Not charged with any crime, the elder Paracha was suspected of having links with Al Qaeda, which he has denied.
“Mr Paracha is alleged to have been part of a plan to smuggle explosives into the United States for Al Qaeda. He is also alleged to have spoken to Osama bin Laden,” says UK-based human rights group Reprieve’s senior counsel, Zachary Katznelson.
For Farhat, leading her life and bringing up three kids has been an uphill task. “I’m at a loss as to how to bring up my children. I really don’t know my status. I am a single mother, yet neither a divorcee nor a widow. It’s not easy to play this endless waiting game and stand at crossroads. I don’t know when to give in and when to be strict.”
She gets perturbed by what she terms “utter indifference to what Saif and Uzair are going through” by the carefree and very normal attitude of her two youngest children, Mustafa (17) and Zahra (14).
“How can they enjoy life when their brother and father are in so much pain? Why don’t they miss them as much as I do? It scares me to think they have come to terms with life without the two most important people of our family. Have they forgotten them already? Asking them to write two lines to their brother is a gargantuan task.”
She fails to see 17-year old Mustafa’s behaviour as a normal teenager’s rebellion. Zahra’s happy laughter irks her too.
“Mustafa is always short of money, gets into fits of anger, sometimes gets very nasty and even violent and thinks he has a dysfunctional family. Maybe he’s right. Who wouldn’t be in the circumstances?”
And so it is left upon her elder daughter Muneeza, 24, to provide solace. “It’s from her that I draw all my strength. She’s a godsend. It is she who keeps our family, what is left of it, together and out of mischief,” she says, letting out a slight smile.
And yet Farhat cannot help agonise over the fact that “the poor girl, such a miniscule thing,” has “too much on her plate” already and at such a tender age, when she should be having a good time.

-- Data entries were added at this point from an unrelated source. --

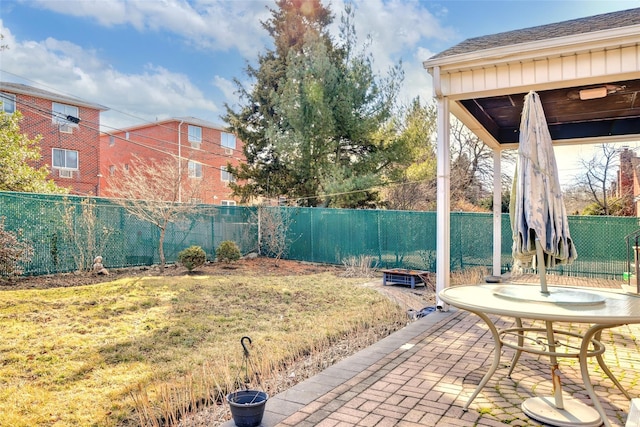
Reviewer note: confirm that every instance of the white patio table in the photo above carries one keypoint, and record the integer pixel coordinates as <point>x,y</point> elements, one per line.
<point>598,309</point>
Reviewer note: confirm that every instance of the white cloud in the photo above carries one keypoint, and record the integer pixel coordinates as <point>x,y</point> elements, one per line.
<point>208,24</point>
<point>228,89</point>
<point>133,98</point>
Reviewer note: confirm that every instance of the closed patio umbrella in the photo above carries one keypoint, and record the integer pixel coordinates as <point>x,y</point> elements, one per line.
<point>541,239</point>
<point>538,216</point>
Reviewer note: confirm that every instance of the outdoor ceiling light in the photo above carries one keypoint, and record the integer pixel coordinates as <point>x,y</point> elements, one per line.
<point>593,93</point>
<point>599,92</point>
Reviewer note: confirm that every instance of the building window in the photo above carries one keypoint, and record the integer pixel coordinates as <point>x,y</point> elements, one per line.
<point>65,116</point>
<point>195,169</point>
<point>225,176</point>
<point>64,159</point>
<point>228,140</point>
<point>8,102</point>
<point>195,136</point>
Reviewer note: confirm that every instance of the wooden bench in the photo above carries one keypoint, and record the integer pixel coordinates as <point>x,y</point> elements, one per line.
<point>403,277</point>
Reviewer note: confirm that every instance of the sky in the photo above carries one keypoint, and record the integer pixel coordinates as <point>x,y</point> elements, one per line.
<point>148,60</point>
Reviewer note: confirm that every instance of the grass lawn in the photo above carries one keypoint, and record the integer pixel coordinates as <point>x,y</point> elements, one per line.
<point>80,355</point>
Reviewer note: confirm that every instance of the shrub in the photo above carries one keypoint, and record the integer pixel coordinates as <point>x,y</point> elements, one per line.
<point>192,257</point>
<point>228,252</point>
<point>12,252</point>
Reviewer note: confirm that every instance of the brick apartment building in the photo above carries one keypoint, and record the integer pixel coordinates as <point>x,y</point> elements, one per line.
<point>205,146</point>
<point>70,130</point>
<point>628,181</point>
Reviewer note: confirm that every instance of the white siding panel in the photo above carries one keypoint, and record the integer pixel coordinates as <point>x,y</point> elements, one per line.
<point>491,78</point>
<point>478,79</point>
<point>515,74</point>
<point>541,71</point>
<point>630,59</point>
<point>613,61</point>
<point>467,81</point>
<point>598,63</point>
<point>454,83</point>
<point>528,73</point>
<point>502,76</point>
<point>555,69</point>
<point>569,67</point>
<point>583,64</point>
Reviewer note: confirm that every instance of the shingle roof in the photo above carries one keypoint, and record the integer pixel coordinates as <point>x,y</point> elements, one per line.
<point>45,94</point>
<point>623,18</point>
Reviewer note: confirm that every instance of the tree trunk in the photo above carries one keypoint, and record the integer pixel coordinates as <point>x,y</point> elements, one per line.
<point>161,249</point>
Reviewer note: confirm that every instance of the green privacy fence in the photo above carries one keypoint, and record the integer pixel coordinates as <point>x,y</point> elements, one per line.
<point>63,239</point>
<point>67,232</point>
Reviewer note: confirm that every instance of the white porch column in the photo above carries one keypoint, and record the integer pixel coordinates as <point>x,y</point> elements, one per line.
<point>443,237</point>
<point>497,212</point>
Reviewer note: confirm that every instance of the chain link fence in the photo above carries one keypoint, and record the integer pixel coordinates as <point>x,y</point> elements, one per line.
<point>67,232</point>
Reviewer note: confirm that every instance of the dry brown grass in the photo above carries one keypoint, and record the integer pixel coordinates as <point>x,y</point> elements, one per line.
<point>90,355</point>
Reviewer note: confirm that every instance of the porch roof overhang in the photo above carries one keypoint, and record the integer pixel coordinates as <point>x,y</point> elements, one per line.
<point>588,82</point>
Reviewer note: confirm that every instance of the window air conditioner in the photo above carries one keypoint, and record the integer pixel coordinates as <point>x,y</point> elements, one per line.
<point>65,173</point>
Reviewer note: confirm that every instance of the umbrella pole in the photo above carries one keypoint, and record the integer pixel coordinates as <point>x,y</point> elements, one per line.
<point>542,269</point>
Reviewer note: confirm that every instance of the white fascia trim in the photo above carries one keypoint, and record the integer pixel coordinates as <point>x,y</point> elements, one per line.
<point>568,45</point>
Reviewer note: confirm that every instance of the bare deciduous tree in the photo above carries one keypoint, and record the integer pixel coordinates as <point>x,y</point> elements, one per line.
<point>273,236</point>
<point>151,191</point>
<point>87,234</point>
<point>599,173</point>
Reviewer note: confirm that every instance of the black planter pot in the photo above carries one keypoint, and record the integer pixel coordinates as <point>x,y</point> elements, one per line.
<point>247,407</point>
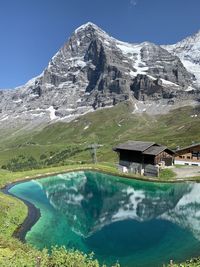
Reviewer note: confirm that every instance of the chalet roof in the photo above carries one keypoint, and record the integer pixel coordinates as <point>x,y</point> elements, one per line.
<point>134,145</point>
<point>154,150</point>
<point>186,148</point>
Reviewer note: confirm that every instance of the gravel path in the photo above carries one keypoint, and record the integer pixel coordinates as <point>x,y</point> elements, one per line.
<point>187,171</point>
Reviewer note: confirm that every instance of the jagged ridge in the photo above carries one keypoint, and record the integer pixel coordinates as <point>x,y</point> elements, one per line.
<point>94,70</point>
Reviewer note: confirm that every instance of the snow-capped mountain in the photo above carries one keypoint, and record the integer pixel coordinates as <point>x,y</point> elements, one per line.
<point>188,50</point>
<point>94,70</point>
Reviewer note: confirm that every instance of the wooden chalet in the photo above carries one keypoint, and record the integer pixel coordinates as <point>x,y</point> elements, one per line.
<point>188,155</point>
<point>143,157</point>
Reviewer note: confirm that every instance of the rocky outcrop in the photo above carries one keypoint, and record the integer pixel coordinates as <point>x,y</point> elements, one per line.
<point>94,70</point>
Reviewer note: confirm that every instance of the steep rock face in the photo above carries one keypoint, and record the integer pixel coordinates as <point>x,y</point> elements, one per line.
<point>94,70</point>
<point>188,50</point>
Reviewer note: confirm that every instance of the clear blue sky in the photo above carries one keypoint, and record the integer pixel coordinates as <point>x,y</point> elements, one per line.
<point>31,31</point>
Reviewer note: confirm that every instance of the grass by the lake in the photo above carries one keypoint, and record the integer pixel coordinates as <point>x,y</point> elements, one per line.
<point>107,127</point>
<point>13,212</point>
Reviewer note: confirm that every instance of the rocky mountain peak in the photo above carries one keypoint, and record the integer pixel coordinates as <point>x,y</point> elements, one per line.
<point>188,50</point>
<point>94,70</point>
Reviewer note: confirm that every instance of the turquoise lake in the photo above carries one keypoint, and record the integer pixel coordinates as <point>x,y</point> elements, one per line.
<point>135,223</point>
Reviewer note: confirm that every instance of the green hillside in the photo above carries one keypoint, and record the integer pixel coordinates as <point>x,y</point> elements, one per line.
<point>64,143</point>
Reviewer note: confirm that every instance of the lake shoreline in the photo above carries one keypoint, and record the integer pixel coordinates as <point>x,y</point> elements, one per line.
<point>33,215</point>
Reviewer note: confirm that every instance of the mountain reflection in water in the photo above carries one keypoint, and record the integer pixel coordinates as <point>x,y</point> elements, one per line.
<point>91,201</point>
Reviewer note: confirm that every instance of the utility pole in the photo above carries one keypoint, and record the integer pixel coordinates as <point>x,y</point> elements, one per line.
<point>93,148</point>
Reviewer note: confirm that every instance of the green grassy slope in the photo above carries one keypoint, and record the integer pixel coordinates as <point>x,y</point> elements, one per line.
<point>107,127</point>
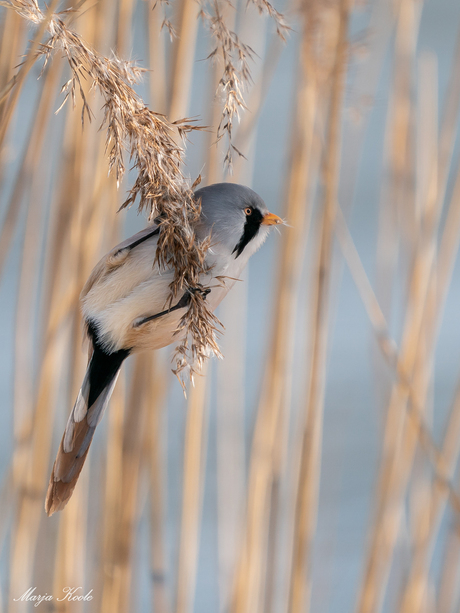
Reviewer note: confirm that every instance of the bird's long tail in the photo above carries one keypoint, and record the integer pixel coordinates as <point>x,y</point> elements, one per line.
<point>93,397</point>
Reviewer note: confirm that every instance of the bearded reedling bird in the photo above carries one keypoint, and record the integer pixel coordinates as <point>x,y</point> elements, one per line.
<point>126,308</point>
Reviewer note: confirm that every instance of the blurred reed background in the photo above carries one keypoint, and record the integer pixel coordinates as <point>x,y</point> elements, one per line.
<point>315,468</point>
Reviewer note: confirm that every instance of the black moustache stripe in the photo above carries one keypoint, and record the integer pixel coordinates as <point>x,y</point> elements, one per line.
<point>251,227</point>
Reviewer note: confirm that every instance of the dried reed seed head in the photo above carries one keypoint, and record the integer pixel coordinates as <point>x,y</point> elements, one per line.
<point>148,137</point>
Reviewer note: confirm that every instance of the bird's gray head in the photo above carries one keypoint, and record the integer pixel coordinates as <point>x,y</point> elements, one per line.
<point>236,217</point>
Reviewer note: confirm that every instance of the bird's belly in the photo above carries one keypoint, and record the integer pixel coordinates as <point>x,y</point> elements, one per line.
<point>118,323</point>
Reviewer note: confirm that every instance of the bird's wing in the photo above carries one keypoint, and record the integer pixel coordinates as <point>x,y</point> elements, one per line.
<point>117,256</point>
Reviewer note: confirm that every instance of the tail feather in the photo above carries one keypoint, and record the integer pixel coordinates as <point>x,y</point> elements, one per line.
<point>92,400</point>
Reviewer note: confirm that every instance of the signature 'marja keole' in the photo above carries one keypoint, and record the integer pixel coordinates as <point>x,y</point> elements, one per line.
<point>70,594</point>
<point>126,308</point>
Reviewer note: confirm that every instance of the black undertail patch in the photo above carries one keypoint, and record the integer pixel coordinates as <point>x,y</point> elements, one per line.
<point>103,365</point>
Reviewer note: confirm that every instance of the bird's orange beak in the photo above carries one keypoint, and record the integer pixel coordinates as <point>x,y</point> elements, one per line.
<point>271,220</point>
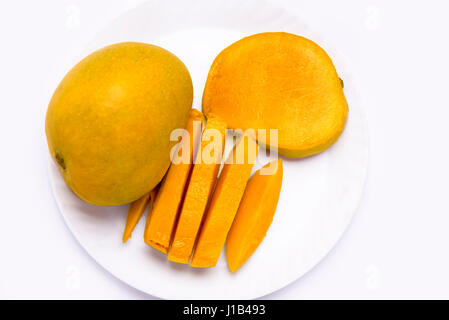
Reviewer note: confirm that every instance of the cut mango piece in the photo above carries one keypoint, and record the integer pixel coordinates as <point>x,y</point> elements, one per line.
<point>254,216</point>
<point>160,226</point>
<point>282,81</point>
<point>136,210</point>
<point>202,181</point>
<point>225,202</point>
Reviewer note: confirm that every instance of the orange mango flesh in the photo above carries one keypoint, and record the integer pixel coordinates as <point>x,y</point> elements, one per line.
<point>202,181</point>
<point>224,203</point>
<point>160,225</point>
<point>282,81</point>
<point>136,210</point>
<point>253,217</point>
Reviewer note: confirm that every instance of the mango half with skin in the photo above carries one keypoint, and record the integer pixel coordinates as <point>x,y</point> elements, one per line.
<point>109,121</point>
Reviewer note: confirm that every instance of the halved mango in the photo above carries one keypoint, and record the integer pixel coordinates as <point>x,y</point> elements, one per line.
<point>161,224</point>
<point>225,202</point>
<point>202,181</point>
<point>281,81</point>
<point>254,216</point>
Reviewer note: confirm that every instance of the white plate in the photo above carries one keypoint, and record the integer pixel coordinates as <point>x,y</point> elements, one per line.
<point>319,194</point>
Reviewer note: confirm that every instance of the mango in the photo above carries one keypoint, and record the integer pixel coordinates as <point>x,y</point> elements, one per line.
<point>162,221</point>
<point>282,81</point>
<point>109,121</point>
<point>254,215</point>
<point>199,189</point>
<point>225,202</point>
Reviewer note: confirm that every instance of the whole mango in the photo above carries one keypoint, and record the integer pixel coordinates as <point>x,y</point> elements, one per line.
<point>109,121</point>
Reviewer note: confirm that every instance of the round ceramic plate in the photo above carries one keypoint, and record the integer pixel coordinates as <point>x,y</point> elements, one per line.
<point>319,194</point>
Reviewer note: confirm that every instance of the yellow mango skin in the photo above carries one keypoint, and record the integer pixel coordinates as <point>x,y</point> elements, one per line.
<point>278,80</point>
<point>253,217</point>
<point>136,210</point>
<point>202,181</point>
<point>160,225</point>
<point>224,204</point>
<point>109,121</point>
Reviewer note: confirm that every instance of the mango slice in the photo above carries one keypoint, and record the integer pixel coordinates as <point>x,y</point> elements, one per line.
<point>225,202</point>
<point>281,81</point>
<point>136,210</point>
<point>254,216</point>
<point>161,224</point>
<point>202,181</point>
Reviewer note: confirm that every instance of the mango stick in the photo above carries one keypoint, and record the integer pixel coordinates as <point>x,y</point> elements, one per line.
<point>254,216</point>
<point>202,181</point>
<point>225,202</point>
<point>161,223</point>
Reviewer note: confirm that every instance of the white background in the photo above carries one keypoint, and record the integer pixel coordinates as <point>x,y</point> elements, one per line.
<point>397,243</point>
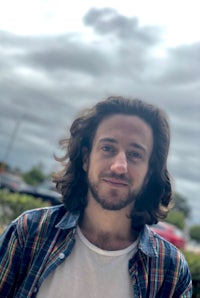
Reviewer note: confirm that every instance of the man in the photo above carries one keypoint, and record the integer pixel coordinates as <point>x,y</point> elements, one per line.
<point>114,184</point>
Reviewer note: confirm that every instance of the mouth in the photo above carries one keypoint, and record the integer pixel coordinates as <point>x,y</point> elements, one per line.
<point>115,182</point>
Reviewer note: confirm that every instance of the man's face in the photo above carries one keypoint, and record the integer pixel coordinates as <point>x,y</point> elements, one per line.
<point>117,165</point>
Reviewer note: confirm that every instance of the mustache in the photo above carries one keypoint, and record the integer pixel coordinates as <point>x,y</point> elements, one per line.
<point>121,177</point>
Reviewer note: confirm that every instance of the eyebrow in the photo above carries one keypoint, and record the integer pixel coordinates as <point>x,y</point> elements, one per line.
<point>111,140</point>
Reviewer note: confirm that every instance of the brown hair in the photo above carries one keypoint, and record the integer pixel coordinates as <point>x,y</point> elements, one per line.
<point>154,201</point>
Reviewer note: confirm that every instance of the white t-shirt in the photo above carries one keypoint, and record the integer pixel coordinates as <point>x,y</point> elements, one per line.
<point>90,272</point>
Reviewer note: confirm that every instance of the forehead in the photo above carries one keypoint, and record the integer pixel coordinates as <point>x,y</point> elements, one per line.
<point>125,128</point>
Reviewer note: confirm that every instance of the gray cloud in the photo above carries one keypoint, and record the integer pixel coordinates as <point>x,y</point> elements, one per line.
<point>46,80</point>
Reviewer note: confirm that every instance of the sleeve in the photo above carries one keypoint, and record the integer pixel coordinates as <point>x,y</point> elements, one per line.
<point>10,258</point>
<point>184,285</point>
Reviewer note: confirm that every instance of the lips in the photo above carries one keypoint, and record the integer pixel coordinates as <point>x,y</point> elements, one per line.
<point>115,182</point>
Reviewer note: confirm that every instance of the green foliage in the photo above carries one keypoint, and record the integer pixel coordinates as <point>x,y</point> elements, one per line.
<point>35,176</point>
<point>193,260</point>
<point>194,232</point>
<point>176,218</point>
<point>13,204</point>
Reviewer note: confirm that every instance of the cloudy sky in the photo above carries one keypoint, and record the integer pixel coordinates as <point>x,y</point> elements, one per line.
<point>58,57</point>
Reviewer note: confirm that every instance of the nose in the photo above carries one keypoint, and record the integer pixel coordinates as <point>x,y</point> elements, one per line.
<point>119,164</point>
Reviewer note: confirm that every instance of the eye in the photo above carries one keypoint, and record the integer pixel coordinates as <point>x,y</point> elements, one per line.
<point>107,148</point>
<point>134,155</point>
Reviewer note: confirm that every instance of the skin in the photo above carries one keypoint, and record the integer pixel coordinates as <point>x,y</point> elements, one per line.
<point>117,169</point>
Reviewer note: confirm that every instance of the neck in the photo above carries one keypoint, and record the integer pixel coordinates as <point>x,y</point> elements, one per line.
<point>109,230</point>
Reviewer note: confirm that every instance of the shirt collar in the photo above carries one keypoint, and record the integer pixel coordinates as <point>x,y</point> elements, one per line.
<point>69,220</point>
<point>147,243</point>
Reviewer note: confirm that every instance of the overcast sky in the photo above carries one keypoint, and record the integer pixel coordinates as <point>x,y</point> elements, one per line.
<point>56,59</point>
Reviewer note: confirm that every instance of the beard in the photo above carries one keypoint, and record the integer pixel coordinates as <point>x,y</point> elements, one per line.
<point>110,200</point>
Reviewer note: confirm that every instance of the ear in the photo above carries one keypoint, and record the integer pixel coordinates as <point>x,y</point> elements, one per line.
<point>85,155</point>
<point>147,178</point>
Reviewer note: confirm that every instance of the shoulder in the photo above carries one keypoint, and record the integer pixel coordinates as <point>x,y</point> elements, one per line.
<point>154,245</point>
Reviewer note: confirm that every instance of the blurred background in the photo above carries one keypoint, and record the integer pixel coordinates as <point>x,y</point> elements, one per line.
<point>59,57</point>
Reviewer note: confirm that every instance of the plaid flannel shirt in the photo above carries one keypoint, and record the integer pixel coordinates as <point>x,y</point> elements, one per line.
<point>39,240</point>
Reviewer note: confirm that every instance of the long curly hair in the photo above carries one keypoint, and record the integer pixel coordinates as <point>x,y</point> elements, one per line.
<point>154,201</point>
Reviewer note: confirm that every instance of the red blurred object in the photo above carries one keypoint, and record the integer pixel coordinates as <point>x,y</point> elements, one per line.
<point>170,233</point>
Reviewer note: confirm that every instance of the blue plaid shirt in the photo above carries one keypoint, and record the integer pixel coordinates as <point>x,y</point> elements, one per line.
<point>38,241</point>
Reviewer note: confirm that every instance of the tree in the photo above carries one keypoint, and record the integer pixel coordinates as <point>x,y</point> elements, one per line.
<point>180,212</point>
<point>13,204</point>
<point>181,204</point>
<point>35,176</point>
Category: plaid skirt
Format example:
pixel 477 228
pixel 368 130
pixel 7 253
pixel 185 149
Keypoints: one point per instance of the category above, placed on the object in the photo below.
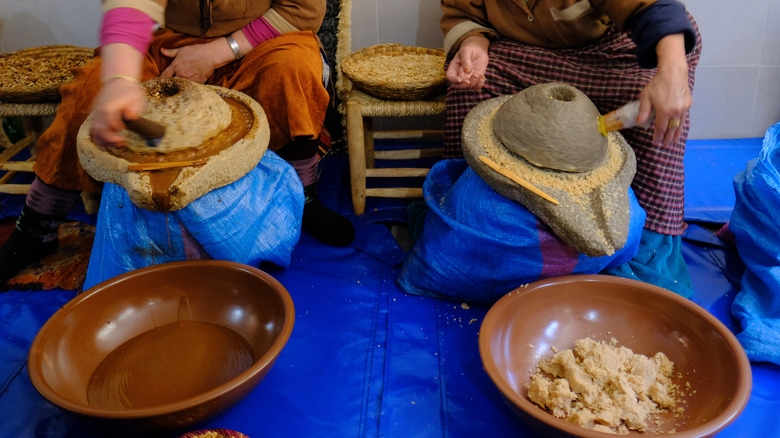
pixel 608 73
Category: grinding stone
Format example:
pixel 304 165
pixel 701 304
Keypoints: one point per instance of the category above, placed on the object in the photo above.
pixel 192 182
pixel 593 211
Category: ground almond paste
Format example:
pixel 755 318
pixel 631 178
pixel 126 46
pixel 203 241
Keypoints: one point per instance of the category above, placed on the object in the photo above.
pixel 604 387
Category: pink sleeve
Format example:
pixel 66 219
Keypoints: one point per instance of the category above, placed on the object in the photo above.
pixel 129 26
pixel 258 31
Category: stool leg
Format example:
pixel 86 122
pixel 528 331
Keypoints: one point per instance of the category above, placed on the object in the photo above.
pixel 368 139
pixel 357 155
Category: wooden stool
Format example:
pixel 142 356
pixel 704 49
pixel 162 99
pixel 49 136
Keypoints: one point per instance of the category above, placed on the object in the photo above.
pixel 361 108
pixel 32 115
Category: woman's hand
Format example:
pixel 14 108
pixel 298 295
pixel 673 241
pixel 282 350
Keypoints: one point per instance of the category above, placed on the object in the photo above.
pixel 467 68
pixel 119 97
pixel 197 62
pixel 668 92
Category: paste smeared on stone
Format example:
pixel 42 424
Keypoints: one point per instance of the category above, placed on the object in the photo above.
pixel 604 387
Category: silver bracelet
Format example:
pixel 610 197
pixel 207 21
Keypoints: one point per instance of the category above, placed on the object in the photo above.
pixel 234 46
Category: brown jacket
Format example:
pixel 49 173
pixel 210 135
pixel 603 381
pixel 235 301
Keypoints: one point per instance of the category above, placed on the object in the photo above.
pixel 228 16
pixel 544 23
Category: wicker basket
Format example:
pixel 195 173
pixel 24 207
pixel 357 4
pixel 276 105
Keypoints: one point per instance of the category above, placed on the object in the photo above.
pixel 35 75
pixel 369 71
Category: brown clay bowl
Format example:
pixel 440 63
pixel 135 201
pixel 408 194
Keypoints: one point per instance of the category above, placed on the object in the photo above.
pixel 645 318
pixel 204 334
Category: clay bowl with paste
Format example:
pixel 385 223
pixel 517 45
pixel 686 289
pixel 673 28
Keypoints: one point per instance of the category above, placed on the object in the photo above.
pixel 525 326
pixel 162 348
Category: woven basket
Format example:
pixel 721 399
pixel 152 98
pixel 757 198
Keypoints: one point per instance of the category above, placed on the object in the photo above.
pixel 35 75
pixel 369 71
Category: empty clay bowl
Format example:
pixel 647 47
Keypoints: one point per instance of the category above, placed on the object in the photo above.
pixel 521 328
pixel 164 347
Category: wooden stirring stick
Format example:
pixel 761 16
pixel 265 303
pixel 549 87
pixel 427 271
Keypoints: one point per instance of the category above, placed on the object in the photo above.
pixel 516 178
pixel 164 165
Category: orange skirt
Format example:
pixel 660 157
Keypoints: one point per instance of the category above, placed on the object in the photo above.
pixel 283 74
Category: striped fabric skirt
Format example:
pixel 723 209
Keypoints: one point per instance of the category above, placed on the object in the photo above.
pixel 608 73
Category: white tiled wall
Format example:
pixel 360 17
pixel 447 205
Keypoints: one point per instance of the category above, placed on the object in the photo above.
pixel 737 91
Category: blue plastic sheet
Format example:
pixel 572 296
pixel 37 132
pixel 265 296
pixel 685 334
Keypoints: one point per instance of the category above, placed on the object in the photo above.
pixel 253 220
pixel 710 167
pixel 477 245
pixel 755 224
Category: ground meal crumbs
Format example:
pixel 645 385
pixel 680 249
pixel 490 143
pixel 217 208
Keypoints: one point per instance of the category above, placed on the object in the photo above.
pixel 604 387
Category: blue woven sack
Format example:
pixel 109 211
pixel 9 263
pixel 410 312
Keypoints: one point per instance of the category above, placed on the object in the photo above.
pixel 755 224
pixel 253 220
pixel 476 245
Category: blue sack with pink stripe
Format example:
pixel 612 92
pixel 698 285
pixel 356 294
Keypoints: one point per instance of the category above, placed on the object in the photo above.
pixel 477 245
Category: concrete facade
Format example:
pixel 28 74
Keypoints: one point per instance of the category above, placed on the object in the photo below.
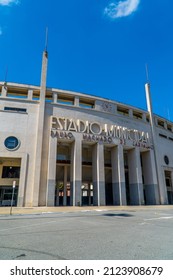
pixel 76 149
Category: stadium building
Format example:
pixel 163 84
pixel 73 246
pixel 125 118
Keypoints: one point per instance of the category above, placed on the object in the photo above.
pixel 68 148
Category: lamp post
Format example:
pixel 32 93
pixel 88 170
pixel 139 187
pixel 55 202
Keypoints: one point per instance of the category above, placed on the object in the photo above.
pixel 14 185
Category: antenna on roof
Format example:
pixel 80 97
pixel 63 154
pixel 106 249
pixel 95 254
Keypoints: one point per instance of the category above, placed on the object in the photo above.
pixel 146 68
pixel 46 41
pixel 6 73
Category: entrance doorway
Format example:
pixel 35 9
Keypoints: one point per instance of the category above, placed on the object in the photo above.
pixel 9 172
pixel 168 181
pixel 6 195
pixel 87 194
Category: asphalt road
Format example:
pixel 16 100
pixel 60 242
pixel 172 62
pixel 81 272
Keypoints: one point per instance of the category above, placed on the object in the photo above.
pixel 88 235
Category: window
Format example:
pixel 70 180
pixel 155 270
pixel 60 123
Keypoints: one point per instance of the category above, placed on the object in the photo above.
pixel 21 110
pixel 11 172
pixel 66 100
pixel 169 127
pixel 122 111
pixel 11 143
pixel 86 103
pixel 137 115
pixel 160 123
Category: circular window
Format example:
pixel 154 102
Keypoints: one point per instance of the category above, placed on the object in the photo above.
pixel 11 143
pixel 166 159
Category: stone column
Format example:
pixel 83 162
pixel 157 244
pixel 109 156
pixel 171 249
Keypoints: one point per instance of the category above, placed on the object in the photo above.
pixel 135 177
pixel 98 175
pixel 30 94
pixel 4 91
pixel 118 176
pixel 65 186
pixel 55 97
pixel 76 172
pixel 150 178
pixel 22 181
pixel 51 174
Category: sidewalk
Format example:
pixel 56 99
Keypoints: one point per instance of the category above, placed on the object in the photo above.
pixel 62 209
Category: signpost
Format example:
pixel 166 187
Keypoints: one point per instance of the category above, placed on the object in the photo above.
pixel 14 185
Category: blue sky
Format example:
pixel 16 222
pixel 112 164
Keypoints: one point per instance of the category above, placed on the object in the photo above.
pixel 98 47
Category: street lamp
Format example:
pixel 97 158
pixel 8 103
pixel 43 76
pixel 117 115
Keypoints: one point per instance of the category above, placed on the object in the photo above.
pixel 14 185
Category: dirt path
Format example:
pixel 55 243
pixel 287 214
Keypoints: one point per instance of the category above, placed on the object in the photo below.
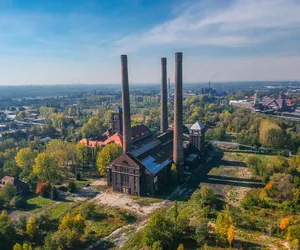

Having had to grow up in a hurry, Muneeza, a business graduate, has started taking care of her father’s business. Knowing that the two women are inexperienced, and that there are no men in the family to support them, people around them are taking full advantage. “Every day is an ordeal. We have to deal with much harassment and humiliation at the hands of all kinds of people, even those who are employed by my husband. They know we need them, so they take us for a ride.”